The FFIRE score suggests long-term business risk: as global investment flows increasingly toward clean energy and governments tighten rules on climate communication, agencies heavily reliant on fossil fuel clients could find their revenues and reputations under threat.

The risks for agencies

The report outlines three major risks for agencies on the F-List:

  1. Reputation: Younger talent and climate-conscious clients may avoid agencies associated with fossil fuel clients, undermining brand credibility.

  2. Regulation: With stricter scrutiny on greenwashing and environmental claims, agencies could face legal or compliance challenges for the campaigns they produce.

  3. Revenue: Heavy reliance on fossil fuel clients exposes agencies to financial instability as investment in renewables surpasses fossil energy globally.

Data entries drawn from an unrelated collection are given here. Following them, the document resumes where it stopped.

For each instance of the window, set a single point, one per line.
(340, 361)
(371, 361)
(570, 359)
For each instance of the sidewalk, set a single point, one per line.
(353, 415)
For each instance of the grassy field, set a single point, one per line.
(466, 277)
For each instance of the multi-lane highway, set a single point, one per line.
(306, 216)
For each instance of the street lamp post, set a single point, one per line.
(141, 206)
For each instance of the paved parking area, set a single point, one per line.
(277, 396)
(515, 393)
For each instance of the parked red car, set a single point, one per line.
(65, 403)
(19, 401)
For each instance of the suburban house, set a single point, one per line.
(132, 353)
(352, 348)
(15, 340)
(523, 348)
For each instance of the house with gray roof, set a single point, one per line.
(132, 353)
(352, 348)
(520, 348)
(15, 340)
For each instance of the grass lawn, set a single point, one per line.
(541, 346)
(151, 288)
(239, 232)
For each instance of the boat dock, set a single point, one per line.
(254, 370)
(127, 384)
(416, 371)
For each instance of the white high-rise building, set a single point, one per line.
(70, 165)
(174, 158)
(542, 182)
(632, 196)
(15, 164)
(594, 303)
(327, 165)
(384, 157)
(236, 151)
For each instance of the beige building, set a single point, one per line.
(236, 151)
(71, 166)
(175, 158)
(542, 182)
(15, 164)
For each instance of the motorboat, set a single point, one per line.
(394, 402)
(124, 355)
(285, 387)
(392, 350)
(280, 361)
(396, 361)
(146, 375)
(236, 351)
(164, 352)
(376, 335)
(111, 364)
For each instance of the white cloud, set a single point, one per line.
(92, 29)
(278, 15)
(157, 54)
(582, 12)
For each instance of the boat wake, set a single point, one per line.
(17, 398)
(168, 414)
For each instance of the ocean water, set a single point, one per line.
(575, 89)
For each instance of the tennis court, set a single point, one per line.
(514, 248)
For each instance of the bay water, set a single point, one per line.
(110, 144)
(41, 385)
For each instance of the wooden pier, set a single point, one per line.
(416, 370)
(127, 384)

Indeed, the International Energy Agency estimates global clean energy investments in 2025 will hit US$2.2 trillion, more than double that for fossil fuels.

While the F-List is global in scope, its findings carry significant implications for India’s advertising industry. Indian agencies, particularly those aligned with global networks, face rising scrutiny from both clients and employees. At a time when Indian conglomerates like Reliance and Adani continue to expand fossil fuel operations alongside renewable investments, agencies could be forced to disclose more transparently where their revenue comes from.

In a market where sustainability storytelling is rapidly gaining traction with brands, agencies tied too closely to fossil fuel narratives may risk losing pitches to rivals positioning themselves as “green-clean” creative partners. Moreover, regulators in India are also tightening oversight of misleading environmental claims, making the space riskier for agencies promoting fossil clients under a greenwashed narrative.

The F-List 2025 makes one thing clear: fossil fuel ties are no longer just a matter of client preference, but of business survival. Agencies that ignore this pressure risk alienating employees, clients, and regulators. Those that adapt quickly — by divesting fossil fuel accounts and building expertise in clean energy communication — may gain an edge in winning global mandates.

For India, the report should serve as a wake-up call. Agencies here are at a crossroads: align with fossil-heavy conglomerates for short-term gains or pivot toward clean energy narratives to secure long-term trust. With climate accountability becoming a global benchmark for reputation and growth, the future of Indian advertising could well depend on which side of the F-List it lands on.